Ah, no. The window rolls down, not out. The water pressure will not be a problem.

The term is lamination. The windshield (and sometimes the side windows) are laminated. A thin plastic sheet is laminated between two pieces of glass. This is to prevent passengers from being thrown from the car in an accident. There is no way you are going to knock out a windshield while under water. Too much work, too little oxygen. Some high end new cars also have laminated side windows. This is to prevent theves from breaking a window and stealing stuff from inside the car. If you have laminated side windows, forget about breaking them out in a sinking car.
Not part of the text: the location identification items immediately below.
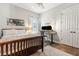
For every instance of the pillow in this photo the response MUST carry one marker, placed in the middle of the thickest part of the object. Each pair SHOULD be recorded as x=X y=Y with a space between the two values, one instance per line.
x=9 y=32
x=18 y=32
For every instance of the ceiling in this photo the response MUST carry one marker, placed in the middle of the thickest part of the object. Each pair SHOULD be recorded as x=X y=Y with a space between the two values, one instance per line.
x=37 y=7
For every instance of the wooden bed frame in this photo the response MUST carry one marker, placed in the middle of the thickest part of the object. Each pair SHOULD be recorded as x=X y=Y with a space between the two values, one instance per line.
x=26 y=46
x=22 y=46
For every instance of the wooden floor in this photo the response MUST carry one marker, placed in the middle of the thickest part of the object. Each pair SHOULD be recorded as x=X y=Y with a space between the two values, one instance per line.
x=66 y=48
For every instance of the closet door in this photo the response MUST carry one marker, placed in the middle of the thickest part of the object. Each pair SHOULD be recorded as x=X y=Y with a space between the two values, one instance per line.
x=70 y=26
x=66 y=27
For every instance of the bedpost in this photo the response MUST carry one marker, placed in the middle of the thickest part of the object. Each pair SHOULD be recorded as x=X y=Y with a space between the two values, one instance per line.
x=42 y=44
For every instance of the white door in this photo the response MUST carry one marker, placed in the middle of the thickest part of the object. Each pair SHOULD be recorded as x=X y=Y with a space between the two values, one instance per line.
x=70 y=26
x=66 y=27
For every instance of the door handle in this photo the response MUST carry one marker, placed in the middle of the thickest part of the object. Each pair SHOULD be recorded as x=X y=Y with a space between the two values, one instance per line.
x=72 y=32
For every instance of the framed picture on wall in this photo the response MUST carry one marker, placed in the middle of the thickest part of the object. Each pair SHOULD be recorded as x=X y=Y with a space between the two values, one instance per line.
x=15 y=22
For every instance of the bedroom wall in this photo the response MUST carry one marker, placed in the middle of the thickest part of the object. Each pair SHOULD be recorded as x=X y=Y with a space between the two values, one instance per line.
x=52 y=17
x=12 y=11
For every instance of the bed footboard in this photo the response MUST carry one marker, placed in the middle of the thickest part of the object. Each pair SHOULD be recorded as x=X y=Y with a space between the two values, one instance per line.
x=21 y=47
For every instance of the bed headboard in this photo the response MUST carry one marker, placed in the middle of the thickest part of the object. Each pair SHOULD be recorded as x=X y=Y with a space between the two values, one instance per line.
x=12 y=31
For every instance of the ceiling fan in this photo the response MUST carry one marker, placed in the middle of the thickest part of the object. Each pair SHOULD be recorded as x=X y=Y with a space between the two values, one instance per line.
x=41 y=5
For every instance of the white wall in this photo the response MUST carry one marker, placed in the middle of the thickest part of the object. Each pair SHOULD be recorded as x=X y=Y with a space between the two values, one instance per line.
x=12 y=11
x=53 y=17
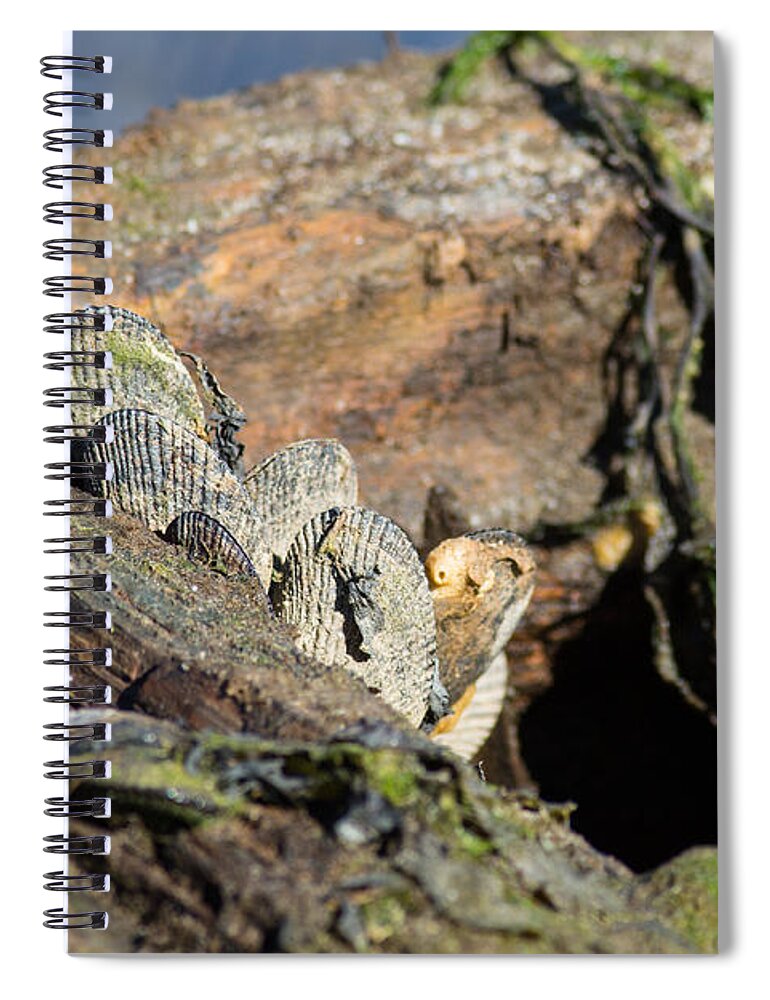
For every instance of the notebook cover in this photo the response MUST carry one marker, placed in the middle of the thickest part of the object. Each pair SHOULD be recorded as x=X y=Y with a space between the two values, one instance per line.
x=410 y=428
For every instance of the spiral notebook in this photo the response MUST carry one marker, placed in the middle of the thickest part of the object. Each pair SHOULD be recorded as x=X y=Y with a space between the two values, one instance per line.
x=384 y=366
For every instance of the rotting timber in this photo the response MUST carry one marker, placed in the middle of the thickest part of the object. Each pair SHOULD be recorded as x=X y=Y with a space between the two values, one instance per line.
x=522 y=317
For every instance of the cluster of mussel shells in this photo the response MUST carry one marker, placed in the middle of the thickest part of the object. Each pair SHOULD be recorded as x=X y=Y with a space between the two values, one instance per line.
x=347 y=579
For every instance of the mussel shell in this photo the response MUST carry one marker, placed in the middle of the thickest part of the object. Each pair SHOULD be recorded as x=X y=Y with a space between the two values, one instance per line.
x=481 y=584
x=466 y=731
x=206 y=540
x=162 y=470
x=298 y=482
x=356 y=593
x=147 y=372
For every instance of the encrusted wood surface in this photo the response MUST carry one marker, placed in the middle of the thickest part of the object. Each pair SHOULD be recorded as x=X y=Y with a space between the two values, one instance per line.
x=375 y=842
x=202 y=648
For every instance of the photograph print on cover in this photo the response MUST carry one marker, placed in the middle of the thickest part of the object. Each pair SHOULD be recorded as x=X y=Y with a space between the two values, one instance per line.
x=411 y=428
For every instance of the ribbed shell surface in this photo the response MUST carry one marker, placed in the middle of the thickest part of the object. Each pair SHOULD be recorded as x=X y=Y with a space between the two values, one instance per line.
x=355 y=589
x=478 y=720
x=298 y=482
x=161 y=471
x=147 y=372
x=205 y=540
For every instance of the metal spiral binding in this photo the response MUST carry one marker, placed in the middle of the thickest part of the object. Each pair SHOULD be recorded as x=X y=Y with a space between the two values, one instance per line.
x=71 y=732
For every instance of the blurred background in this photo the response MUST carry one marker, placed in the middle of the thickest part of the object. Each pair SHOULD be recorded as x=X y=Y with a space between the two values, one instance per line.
x=483 y=262
x=157 y=69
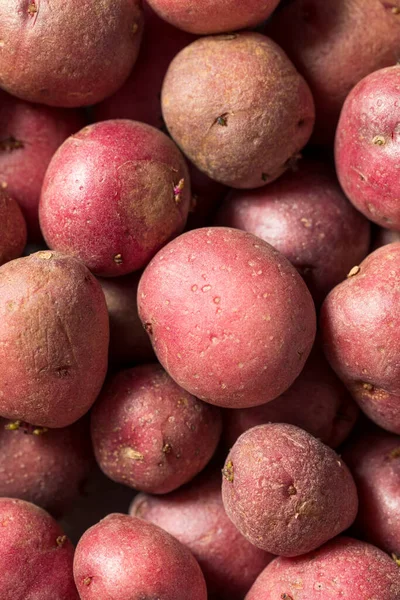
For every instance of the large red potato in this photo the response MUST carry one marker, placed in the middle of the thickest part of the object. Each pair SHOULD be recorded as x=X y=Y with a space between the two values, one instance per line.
x=229 y=317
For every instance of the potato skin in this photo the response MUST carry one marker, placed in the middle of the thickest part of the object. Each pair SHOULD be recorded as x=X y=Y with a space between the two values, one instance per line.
x=149 y=433
x=242 y=119
x=54 y=336
x=230 y=319
x=195 y=515
x=322 y=39
x=53 y=54
x=35 y=555
x=122 y=558
x=358 y=322
x=286 y=491
x=306 y=216
x=113 y=195
x=367 y=146
x=342 y=568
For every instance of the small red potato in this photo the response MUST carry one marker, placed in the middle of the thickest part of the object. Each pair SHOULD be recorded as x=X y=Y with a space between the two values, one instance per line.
x=113 y=195
x=35 y=556
x=244 y=118
x=195 y=515
x=124 y=558
x=367 y=146
x=53 y=53
x=230 y=319
x=54 y=336
x=149 y=433
x=359 y=323
x=343 y=568
x=286 y=491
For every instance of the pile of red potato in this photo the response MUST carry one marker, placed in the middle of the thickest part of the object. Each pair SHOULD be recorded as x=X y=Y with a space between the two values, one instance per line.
x=199 y=300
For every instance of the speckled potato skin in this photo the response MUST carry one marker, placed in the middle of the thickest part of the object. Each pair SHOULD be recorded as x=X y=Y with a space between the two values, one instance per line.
x=125 y=558
x=195 y=515
x=149 y=433
x=51 y=53
x=29 y=136
x=12 y=229
x=237 y=108
x=343 y=568
x=306 y=216
x=35 y=555
x=359 y=322
x=286 y=491
x=113 y=195
x=317 y=402
x=229 y=317
x=322 y=39
x=47 y=469
x=367 y=146
x=54 y=336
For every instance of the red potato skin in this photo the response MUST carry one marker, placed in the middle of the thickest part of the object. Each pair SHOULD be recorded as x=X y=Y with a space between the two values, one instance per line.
x=343 y=568
x=113 y=195
x=359 y=322
x=29 y=136
x=306 y=216
x=12 y=229
x=212 y=302
x=35 y=556
x=53 y=54
x=244 y=118
x=367 y=147
x=195 y=515
x=322 y=39
x=122 y=558
x=286 y=491
x=54 y=335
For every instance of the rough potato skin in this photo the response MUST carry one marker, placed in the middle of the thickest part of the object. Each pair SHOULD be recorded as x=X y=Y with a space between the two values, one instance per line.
x=12 y=229
x=125 y=558
x=46 y=468
x=54 y=336
x=322 y=39
x=306 y=216
x=113 y=195
x=359 y=321
x=52 y=53
x=229 y=317
x=238 y=108
x=35 y=555
x=317 y=402
x=343 y=568
x=149 y=433
x=367 y=146
x=286 y=491
x=195 y=515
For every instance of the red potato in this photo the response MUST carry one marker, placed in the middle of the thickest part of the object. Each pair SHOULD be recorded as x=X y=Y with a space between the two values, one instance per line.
x=306 y=216
x=334 y=45
x=12 y=229
x=244 y=118
x=195 y=515
x=343 y=568
x=113 y=195
x=122 y=558
x=52 y=53
x=286 y=491
x=35 y=555
x=54 y=336
x=29 y=136
x=359 y=322
x=230 y=319
x=149 y=433
x=367 y=147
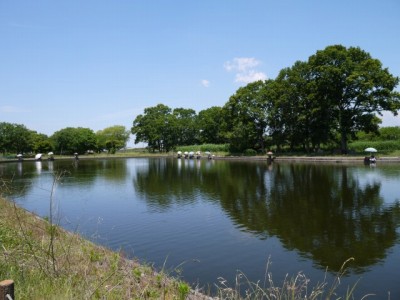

Not going to happen. If you are not sure about the windows on your car, roll down the side window a few inches. If the window is standard tempered glass the top of the window will be smooth. If you have laminated windows, there will be a sandwich both visible and to the touch. Glass on both sides, plastic in the middle.

If there are such windows, I have never come across any reference to them in over 30 years in the automotive business. Also if you do the math you can probably figure out that even AREnold would have a problem kicking out a window. Let’s see a rear window 2’ X 5’= 10 square feet. 1 square foot =144 square inches. 10 X 144 = 1,440 square inches. If there is only a one pound per square inch pressure differental between the inside and the outside you would have to press with 1,400 pounds of presure to move that window. Good Luck.

You might want to verify that this sucker will do what you think it will do. A friend of mine is in the mail order auto accessory business. They decided to road test one of the these hammers before selling it. They could not break a window while on dry land. They did not add this item to their catalog. YMMV of course.

From the folks at Worst Case Scenarios…


There was a survival show on Discovery last year that covered this. According to them, you should be able to kick out any window in your car except for the front windshield. Although RICK’S post sheds doubt on that for some cars.

They also said that generally your electrical system WILL work when submerged for a while. Apparently it’s normal for the system to continue working for at least 15 minutes after fully submerged, and in rare cases rescue divers have noticed headlights still operational after a couple of hours of being submerged.

In other words, there will almost certainly be enough juice left to electronically lower the windows before the car fills with water.

No electronic sites I can link to, but it was definitely on the Discovery Channel. Sorry that’s all I have.

Anecdotal evidence: My uncle punched through a passenger side window, breaking the driver’s jaw in one blow. He intentionally rammed my uncle with his car. If you are strong it is quite possible on dry land, I dunno about water.

Almost all cars have tempered (‘safety’) glass in the side windows. The nature of tempered glass allows it to be easily broken with the right tool. All you need is a hard pointy object. Just push on the glass with the hard point, and the entire window will shatter. You should not need to get a good swing.

This is due to the way tempered glass is made. Basically, the outer surface of the glass is under high compression, and the inside is under high tension. As such, any imperfection that is introduced will cause a catastrophic failure of the entire window, breaking the entire window into itty bitty pieces that are not large enough to cause serious injury.

Here’s a link that has a bit of information on tempered glass: GlassResource.com is for sale | HugeDomains

Also, most cars that I have seen have a little logo painted on the windows that indicates what type of glass the window is made of.